Benedita da Silva. Foto/Divulgação
Em encontro com mulheres na Mangueira, Benedita fala sobre necessidade de convivência harmoniosa entre diferentes crenças
“Temos que respeitar o sagrado dos outros, para que respeitem o nosso.” Foi com essa defesa da liberdade religiosa e da convivência harmoniosa entre diferentes crenças que a candidata ao Senado Benedita da Silva participou na noite desta terça-feira, 8, de um encontro com mulheres da Mangueira, realizado no auditório da Estação Primeira de Mangueira. O evento reuniu empreendedoras, lideranças comunitárias, integrantes da Velha Guarda e representantes do carnaval.
Evangélica, Benedita destacou que a fé não deve ser instrumento de divisão e ressaltou a importância da convivência entre evangélicos, católicos, praticantes de religiões de matriz africana, judeus e pessoas sem religião.
“Eu quero ter a liberdade de cultuar a Deus do jeito que eu acredito. E nós devemos respeitar o sagrado dos outros para que respeitem o nosso”, afirmou.
Segundo Benedita, as comunidades brasileiras são marcadas justamente pela diversidade. “Em uma comunidade, você encontra uma igreja batista, presbiteriana, católica, um terreiro, pessoas de diferentes religiões e também quem não quer seguir religião nenhuma. O importante é que cada um tenha liberdade e que a gente viva em união e harmonia”, disse.
A candidata lembrou ainda sua participação na Assembleia Constituinte e destacou a importância do reconhecimento da liberdade religiosa no Brasil. Para ela, garantir o direito à fé de cada cidadão é também defender a democracia e a liberdade.
Durante o encontro, Benedita, ao lado da candidata a deputada federal Zeidan (PT), também fez uma defesa enfática da cultura popular e das escolas de samba. Ela afirmou que o fato de ser evangélica não diminui sua ligação e seu respeito pelo carnaval e pelas manifestações culturais das comunidades.
“Às vezes, as pessoas pensam que, por eu ser evangélica, eu sou ignorante. Não sou. Pelo contrário, eu sou iluminada”, declarou, sendo aplaudida pelo público.

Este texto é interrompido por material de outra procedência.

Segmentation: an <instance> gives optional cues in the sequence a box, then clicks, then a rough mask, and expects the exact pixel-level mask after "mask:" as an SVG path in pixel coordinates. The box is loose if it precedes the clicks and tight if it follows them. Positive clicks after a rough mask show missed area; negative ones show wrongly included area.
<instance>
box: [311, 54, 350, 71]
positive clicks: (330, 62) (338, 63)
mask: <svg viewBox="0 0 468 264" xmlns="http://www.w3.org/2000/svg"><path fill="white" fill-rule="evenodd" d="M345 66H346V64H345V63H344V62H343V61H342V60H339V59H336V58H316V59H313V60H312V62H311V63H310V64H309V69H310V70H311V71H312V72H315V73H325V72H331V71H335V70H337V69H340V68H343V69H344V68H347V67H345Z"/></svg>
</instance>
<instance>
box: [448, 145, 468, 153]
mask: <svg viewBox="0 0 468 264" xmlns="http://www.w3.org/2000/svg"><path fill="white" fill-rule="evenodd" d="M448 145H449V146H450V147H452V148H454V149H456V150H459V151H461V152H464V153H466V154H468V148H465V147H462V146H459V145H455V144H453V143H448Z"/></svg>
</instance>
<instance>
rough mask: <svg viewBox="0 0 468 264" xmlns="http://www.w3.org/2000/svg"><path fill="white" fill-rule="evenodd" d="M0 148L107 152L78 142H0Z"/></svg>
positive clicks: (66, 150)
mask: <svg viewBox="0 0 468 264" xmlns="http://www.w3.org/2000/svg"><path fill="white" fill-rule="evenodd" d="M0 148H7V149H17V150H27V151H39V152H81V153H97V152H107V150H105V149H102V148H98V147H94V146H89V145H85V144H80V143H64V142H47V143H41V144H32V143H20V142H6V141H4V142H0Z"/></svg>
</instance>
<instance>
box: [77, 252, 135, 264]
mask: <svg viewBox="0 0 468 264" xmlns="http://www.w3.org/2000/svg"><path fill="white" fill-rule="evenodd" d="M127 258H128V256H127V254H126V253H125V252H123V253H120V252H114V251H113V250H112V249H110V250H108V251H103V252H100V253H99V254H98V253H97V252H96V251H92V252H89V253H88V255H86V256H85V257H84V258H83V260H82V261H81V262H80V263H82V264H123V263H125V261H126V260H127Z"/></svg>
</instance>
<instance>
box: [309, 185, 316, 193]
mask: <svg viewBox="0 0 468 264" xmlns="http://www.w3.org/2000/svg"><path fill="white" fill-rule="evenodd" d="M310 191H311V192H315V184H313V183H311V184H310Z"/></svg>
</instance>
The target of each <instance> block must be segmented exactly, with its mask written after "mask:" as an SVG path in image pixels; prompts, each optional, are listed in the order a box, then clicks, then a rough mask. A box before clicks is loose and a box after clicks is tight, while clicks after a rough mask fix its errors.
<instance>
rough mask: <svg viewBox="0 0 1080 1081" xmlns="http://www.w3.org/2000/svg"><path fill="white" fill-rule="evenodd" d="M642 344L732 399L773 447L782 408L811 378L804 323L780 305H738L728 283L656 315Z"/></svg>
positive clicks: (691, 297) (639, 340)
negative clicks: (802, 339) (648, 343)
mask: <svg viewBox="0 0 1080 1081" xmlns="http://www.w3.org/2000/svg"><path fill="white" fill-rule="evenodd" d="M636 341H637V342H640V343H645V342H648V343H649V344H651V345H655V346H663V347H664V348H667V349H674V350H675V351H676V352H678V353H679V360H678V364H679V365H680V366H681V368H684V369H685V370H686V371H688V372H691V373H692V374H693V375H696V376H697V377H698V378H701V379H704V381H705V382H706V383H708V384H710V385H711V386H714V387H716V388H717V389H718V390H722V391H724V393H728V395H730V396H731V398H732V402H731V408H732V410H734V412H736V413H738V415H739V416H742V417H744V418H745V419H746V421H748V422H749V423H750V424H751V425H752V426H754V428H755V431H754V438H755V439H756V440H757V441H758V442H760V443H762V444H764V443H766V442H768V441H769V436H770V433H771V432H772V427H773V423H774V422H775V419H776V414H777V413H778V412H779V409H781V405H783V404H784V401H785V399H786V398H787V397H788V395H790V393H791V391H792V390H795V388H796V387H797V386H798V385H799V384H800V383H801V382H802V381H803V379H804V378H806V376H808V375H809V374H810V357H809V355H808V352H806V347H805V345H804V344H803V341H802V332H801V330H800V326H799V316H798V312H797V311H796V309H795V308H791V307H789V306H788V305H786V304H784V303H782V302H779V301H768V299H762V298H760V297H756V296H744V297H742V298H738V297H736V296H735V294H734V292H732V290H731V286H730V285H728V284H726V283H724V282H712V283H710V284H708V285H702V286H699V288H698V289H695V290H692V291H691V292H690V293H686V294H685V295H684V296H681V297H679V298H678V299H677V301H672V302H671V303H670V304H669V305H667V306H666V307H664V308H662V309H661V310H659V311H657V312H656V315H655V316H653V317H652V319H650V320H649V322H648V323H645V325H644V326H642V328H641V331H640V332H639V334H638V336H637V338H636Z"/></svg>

Para Benedita, uma escola de samba vai muito além do carnaval. “A escola de samba é uma verdadeira escola. É arte, música, união e talento. Cada bateria tem uma batida própria, criada pelo talento das nossas comunidades. Isso também é cultura nacional e precisa ser reconhecido como tal.”
A trajetória pessoal da candidata também foi lembrada durante o encontro. Benedita contou que iniciou sua vida pública em 1982, quando foi eleita vereadora da cidade do Rio de Janeiro, e falou sobre sua origem na comunidade do Chapéu Mangueira, onde viveu durante 57 anos.
“A favela não saiu de dentro de mim. O político que não reconhece de onde veio não sabe para onde vai”, afirmou.
Ela relembrou as dificuldades enfrentadas por moradores das favelas cariocas, como a falta de água, moradias precárias e os processos de remoção de comunidades. Para Benedita, sua experiência de vida é uma das razões que a levaram a colocar novamente seu nome à disposição para representar o Rio de Janeiro.
A candidata também destacou a importância da participação das mulheres na política e lembrou que elas são maioria entre o eleitorado brasileiro. Segundo ela, a presença feminina nos espaços de decisão é fundamental para a defesa das comunidades, da juventude, dos idosos, da cultura e dos direitos sociais.
Ao encerrar sua fala, Benedita voltou à mensagem de união entre os moradores das comunidades, independentemente de religião, time de futebol ou preferência cultural.
“Cada um tem a sua fé, o seu jeito de viver, o seu time e a sua cultura. O importante é que a gente viva bem, que a vizinha ajude a vizinha, que a gente converse e se respeite. Somos um povo forte, que resistiu à colonização, à escravidão e que continua lutando pelo direito de ser feliz e viver tranquilamente onde mora”, concluiu.